Because of the ongoing investigation, Secka said he could not disclose how long the employee had supposedly been embezzling money, how the office discovered the situation or what the employee was supposed to be refunding.
Secka added that police do not yet know how much money may have been embezzled.
While the police report was taken to the A.S. Business Services office, a source who wishes to remain anonymous confirmed that the incident occurred in the Aztec Recreation Center.
A.S. Associate Executive Director Christina Brown said only one employee is being investigated.
“At this point I just want to say they are no longer with us,” she said.
Brown said A.S. discovered the situation, but she could not explain how or disclosed the amount supposedly embezzled.
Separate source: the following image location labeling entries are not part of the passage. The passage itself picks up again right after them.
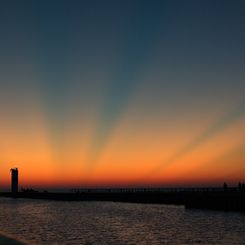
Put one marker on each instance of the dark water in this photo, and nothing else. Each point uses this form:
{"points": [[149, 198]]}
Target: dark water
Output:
{"points": [[50, 222]]}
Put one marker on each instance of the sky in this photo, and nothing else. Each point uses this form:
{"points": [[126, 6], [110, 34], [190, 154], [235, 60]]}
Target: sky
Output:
{"points": [[122, 93]]}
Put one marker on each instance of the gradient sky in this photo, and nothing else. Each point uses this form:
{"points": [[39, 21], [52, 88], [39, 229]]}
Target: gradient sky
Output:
{"points": [[122, 93]]}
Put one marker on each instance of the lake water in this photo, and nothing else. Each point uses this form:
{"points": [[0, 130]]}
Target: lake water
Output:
{"points": [[52, 222]]}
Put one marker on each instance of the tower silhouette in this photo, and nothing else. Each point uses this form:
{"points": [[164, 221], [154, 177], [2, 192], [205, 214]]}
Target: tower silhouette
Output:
{"points": [[14, 180]]}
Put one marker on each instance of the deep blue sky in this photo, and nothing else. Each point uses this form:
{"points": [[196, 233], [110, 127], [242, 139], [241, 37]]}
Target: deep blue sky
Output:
{"points": [[88, 65]]}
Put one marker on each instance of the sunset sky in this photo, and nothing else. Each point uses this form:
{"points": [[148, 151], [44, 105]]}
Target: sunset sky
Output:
{"points": [[122, 93]]}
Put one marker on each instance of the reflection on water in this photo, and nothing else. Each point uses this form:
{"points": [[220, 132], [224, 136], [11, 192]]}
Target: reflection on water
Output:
{"points": [[52, 222]]}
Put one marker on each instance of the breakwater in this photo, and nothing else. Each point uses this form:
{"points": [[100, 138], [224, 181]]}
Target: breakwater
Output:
{"points": [[203, 198]]}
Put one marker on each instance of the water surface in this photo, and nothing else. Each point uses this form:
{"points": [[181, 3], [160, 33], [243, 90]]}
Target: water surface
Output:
{"points": [[56, 222]]}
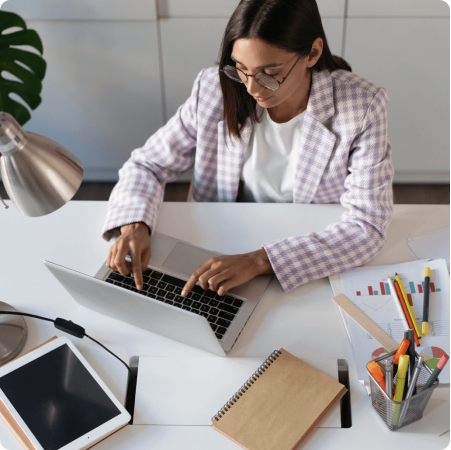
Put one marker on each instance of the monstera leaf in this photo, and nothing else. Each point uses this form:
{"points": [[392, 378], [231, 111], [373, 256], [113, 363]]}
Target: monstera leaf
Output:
{"points": [[27, 66]]}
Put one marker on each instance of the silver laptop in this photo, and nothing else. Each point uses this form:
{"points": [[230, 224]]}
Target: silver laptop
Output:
{"points": [[202, 319]]}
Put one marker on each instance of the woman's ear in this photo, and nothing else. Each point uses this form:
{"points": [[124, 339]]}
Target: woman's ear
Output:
{"points": [[315, 53]]}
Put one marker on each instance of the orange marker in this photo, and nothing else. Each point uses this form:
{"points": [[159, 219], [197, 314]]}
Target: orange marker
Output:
{"points": [[401, 350], [375, 370], [406, 312]]}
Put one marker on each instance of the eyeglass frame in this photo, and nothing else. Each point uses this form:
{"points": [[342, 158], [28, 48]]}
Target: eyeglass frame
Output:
{"points": [[253, 76]]}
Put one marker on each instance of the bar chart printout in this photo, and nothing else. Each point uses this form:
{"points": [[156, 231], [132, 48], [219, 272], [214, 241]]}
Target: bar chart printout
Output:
{"points": [[368, 289]]}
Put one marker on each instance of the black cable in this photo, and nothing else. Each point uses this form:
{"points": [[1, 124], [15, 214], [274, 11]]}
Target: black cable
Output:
{"points": [[71, 328]]}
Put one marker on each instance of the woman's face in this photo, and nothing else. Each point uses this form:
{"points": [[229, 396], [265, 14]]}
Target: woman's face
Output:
{"points": [[253, 56]]}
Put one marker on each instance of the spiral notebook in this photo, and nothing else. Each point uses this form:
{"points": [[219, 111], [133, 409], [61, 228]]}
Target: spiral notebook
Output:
{"points": [[279, 406]]}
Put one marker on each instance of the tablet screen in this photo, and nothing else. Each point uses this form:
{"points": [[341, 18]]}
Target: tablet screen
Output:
{"points": [[58, 398]]}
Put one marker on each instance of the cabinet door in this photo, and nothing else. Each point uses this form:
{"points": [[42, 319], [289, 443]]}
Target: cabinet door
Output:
{"points": [[191, 44], [410, 58], [400, 8], [225, 8]]}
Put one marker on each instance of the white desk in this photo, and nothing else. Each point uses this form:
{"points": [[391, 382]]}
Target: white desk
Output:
{"points": [[304, 321]]}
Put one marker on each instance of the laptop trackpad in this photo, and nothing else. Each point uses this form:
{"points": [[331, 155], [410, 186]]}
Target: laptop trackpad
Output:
{"points": [[185, 259]]}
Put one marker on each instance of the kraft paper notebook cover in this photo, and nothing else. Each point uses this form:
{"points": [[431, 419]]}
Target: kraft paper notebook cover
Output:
{"points": [[279, 406]]}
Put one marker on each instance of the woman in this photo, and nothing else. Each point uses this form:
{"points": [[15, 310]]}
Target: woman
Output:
{"points": [[281, 120]]}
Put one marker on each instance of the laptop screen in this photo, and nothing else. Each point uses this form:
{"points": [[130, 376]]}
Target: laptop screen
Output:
{"points": [[58, 398]]}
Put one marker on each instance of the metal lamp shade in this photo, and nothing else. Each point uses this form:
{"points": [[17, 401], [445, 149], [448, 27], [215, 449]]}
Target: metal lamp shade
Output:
{"points": [[39, 174]]}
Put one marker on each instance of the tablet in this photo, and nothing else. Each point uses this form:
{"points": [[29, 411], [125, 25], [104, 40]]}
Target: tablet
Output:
{"points": [[52, 399]]}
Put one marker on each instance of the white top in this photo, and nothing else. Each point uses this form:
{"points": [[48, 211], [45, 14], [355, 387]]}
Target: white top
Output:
{"points": [[270, 160]]}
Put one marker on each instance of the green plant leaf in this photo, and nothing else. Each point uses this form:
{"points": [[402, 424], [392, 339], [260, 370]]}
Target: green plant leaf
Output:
{"points": [[26, 66]]}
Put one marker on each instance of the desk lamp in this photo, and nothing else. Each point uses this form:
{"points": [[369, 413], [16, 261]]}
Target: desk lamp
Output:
{"points": [[40, 176]]}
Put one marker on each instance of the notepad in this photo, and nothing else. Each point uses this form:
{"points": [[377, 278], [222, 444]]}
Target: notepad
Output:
{"points": [[191, 390], [279, 406]]}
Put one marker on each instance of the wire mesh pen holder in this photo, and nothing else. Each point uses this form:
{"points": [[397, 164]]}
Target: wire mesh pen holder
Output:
{"points": [[399, 414]]}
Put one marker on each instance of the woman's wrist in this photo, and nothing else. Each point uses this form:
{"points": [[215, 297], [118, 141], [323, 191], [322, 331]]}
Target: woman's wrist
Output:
{"points": [[262, 262]]}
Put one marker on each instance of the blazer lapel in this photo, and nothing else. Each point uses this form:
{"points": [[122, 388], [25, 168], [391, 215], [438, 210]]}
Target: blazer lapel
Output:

“To tell you the truth, we don’t know for sure,” Brown said. “We’re investigating that. We have an idea, but we’re still looking into it.”
A.S. is pursuing a legal case, so Brown said she did not want to say anything that would jeopardize the investigation.
“This isn’t me trying not to be transparent; this is literally just the legal system at this point,” Brown said. “This person has rights and they’re only a suspect at this time because nothing has been proved legally.”
In fact, Brown feels the media bulletin disclosed too much information.
“I can’t tell you any more than what it said in that log,” she said. “To tell you the truth, too much was said in that log. We are pursuing this legally and so we’re already a little bit frustrated at how much was put in that log because of the person’s rights.”
While the bulletin gives the impression that customers were affected, A.S. believes that wasn’t the case, Brown said.
“(The bulletin) is not really accurate,” she said. “It circles around what happened, but that’s not exactly what happened. I see where it makes it look like customer credit cards could have been affected and I think it’s very important to say we believe they were not.”
Brown said A.S. is the victim and that customers should not be concerned.
“At this time we do not believe that any of our customers or credit card information has been compromised in any way and we take that very seriously and have all of the policies and procedures in place to protect that,” she said. “If there does prove to be any type of a loss, it would be a company loss that we believe would be covered under insurance.”
In cases such as these, Secka suggests customers contact their financial institution or the organization customers have their account with if they suspect any wrongdoing.
“If (customers) have reason to believe that something occurred, then yes, they can contact their police department,” he said.
Secka said customers should also take precautions to ensure their bank accounts are safe.
“What we recommend people do periodically regardless is to keep an eye on your account,” he said. “Make sure that the transactions you’re expecting are actually taking place. We make that recommendation when you’re talking about identity theft and all kinds of things.”
Secka said embezzlement cases do not frequently occur on campus. He could not guess what the potential penalty could be, but that it could extend anywhere from “just being reprehended and / or fired to serving jail time and having to repay the money.”
The total value of the allegedly embezzled money would greatly affect what kind of punishment the suspect would receive if the investigation proves the employee guilty.
According to California Penal Code 487, if the value of the allegedly embezzled property exceeds $400, prosecutors can file grand theft charges.